Nawruz Paguidopon’s “A Journey to Haifa” chronicles a personal odyssey, alongside a pilgrimage to Israel. “I wanted to share my own experiences growing up gay, reconciling my gender [identity] with my faith (Baha’i). With this docu, I wish to empower not only myself, but other young gay people living in their own religious communities.”



Charliebebs Gohetia’s “Kung Giunsa Pagbuhat ang Binsayang Chopsuey (How to Make a Visayan Chopsuey)” recounts the struggles of Tchoukball players from Davao City as they prepare for an international tournament.

“Although Tchoukball is a relatively unknown sport here, there is so much politics going on within its ranks,” Gohetia related. “It’s a reflection of how sports is being managed in the country. These players are quite interesting. The national team tells a compelling David-versus-Goliath story that the world needs to know.”

Ferdinand John Balanag’s “Agbalbalitok (The Gold Prospector)” follows a young Ibaloi miner who strives to provide for his family.

Balanag had to immerse himself in his subject’s world—figuratively going underground with his subject.

“It took time before the miners warmed up to the idea. I had to gain their trust and approval…that I will tell their story correctly. It was like holding up a mirror to them, making them realize their good and bad points…so that future generations can learn from their mistakes for the good of the community and the environment,” he pointed out.

Docus should present unvarnished facts, after all.

“Recently, more people are learning to appreciate documentary films,” Balanag remarked. “People are drawn to the realness. They realize that, in the end, the truth is what matters.”

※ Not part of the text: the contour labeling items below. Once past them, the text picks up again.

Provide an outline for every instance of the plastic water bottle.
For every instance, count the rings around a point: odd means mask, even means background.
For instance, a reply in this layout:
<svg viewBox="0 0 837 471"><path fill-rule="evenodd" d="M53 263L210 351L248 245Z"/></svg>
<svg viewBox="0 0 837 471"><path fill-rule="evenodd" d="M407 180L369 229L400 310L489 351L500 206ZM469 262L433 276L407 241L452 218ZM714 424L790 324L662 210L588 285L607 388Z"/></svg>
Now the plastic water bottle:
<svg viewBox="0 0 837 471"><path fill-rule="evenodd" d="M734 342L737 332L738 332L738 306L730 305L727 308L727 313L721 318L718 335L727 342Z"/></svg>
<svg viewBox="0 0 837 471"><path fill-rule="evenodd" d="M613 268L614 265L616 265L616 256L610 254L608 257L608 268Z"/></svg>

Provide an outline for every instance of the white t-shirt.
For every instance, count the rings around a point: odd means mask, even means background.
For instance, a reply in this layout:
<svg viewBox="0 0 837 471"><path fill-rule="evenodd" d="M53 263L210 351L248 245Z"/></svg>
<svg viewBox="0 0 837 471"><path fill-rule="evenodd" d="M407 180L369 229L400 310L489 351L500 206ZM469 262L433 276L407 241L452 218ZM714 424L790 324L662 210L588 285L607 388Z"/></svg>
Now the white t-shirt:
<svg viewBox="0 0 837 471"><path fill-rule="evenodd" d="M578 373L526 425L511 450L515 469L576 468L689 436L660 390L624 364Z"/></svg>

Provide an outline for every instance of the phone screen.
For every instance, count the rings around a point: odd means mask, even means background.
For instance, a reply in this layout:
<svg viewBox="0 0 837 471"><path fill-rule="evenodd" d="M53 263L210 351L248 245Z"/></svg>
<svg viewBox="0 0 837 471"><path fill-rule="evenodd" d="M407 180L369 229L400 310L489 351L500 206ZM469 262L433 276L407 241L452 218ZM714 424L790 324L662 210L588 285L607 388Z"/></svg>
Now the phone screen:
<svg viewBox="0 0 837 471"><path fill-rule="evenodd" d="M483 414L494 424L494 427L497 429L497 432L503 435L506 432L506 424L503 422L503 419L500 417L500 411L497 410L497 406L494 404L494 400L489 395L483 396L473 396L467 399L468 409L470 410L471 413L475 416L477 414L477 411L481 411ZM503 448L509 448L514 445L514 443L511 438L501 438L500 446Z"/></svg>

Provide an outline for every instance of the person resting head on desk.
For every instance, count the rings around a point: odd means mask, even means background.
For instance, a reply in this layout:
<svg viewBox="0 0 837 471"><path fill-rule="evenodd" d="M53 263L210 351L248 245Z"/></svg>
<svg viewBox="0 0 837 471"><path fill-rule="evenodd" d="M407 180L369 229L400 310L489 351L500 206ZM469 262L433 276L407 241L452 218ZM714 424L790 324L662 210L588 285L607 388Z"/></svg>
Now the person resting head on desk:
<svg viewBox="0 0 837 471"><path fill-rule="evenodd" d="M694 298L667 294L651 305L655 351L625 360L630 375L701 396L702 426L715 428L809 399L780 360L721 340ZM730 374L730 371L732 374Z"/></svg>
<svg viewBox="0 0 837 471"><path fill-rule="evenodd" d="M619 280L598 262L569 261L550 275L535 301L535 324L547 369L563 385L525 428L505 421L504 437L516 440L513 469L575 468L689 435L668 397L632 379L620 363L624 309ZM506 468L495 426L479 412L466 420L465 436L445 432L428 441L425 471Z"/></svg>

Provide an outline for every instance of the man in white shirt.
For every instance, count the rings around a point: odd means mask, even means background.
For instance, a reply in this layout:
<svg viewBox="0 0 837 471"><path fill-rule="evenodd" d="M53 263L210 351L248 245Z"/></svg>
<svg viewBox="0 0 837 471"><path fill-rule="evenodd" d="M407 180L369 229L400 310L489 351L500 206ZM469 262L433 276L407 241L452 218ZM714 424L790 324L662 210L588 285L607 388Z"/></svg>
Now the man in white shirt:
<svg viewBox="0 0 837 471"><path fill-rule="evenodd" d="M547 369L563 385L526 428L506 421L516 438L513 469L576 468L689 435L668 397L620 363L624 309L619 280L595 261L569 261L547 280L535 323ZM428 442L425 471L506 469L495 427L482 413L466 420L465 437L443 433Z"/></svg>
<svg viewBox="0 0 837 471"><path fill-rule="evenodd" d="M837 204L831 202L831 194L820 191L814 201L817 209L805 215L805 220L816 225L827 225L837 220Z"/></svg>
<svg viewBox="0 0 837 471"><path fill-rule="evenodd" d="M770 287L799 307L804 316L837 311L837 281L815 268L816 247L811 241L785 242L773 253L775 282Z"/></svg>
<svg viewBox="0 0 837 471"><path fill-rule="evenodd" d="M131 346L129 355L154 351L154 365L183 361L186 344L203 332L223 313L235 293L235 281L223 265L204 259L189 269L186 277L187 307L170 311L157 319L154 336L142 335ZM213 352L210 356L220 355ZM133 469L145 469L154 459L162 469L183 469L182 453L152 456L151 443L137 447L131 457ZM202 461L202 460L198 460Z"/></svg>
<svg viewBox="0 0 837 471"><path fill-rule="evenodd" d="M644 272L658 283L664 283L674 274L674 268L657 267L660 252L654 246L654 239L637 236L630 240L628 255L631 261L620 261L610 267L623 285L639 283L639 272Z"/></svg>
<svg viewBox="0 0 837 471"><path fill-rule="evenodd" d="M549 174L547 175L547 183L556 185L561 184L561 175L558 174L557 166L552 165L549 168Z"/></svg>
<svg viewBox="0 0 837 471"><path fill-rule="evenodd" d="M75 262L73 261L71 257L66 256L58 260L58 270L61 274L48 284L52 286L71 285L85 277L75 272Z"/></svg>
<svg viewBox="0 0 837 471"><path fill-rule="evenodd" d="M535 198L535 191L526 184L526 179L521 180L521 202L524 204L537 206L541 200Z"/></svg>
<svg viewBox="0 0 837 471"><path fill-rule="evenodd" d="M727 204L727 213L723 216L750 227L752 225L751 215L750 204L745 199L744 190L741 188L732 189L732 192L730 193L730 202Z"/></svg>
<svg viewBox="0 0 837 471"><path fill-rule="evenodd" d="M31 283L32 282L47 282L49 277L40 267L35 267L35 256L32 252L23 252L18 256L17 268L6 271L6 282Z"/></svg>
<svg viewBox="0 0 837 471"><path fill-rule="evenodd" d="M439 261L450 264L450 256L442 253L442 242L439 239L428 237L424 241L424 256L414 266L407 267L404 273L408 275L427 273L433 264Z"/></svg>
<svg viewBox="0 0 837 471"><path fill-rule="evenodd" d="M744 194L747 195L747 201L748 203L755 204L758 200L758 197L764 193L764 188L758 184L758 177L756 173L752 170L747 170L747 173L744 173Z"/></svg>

Carabeo said, “Moviegoers are always looking for something new and unexpected. The Cine Totoo docus push the envelope and play with the boundaries of filmmaking.”

Sicat feels it is vital “to offer alternatives to moviegoers. Docus should have a place in the cineplex. Educational institutions can help by encouraging students to watch and participate in the open fora to start a meaningful dialogue.”

Paguidopon agreed: “There should be more cinematheques that showcase docus. Documentary film appreciation should be integrated in the curriculum.”

“Cine Totoo provided a great venue to showcase creative docus different from the ones shown on TV. It’s a brave, huge step toward educating viewers,” said Gohetia.

The other Filipino docus in Cine Totoo are Sigfreid Barros Sanchez’s “Ang Gitaristang Hindi Marunong Magsakla,” Richard Legaspi’s “Ang Walang Kapagurang Pulang Maleta,” Jan Tristan Pandy’s “Gusto Nang Umuwi ni Joy,” Ivy Rose Universe Baldoza’s “Marciano,” Nef Luczon’s “Migkahi e si Amey te, Uli ki pad (Father Said, Let’s Return Home)” and Carla Samantha Ocampo’s “Walang Rape sa Bontok.”

The films included in the Southeast Asian section are Tan Pin Pin’s “To Singapore With Love,” Misha Anissimov’s “Once in a Lifetime: A Russian Song for Guiuan,” Nontawat Numbenchapol’s “By the River” and “Boundary,” Dwi Sujanti Nugraheni’s “Denok and Gareng,” Adjani Arumpac’s “War is a Tender Thing” and Uruphong Raksasad’s “The Songs of Rice.”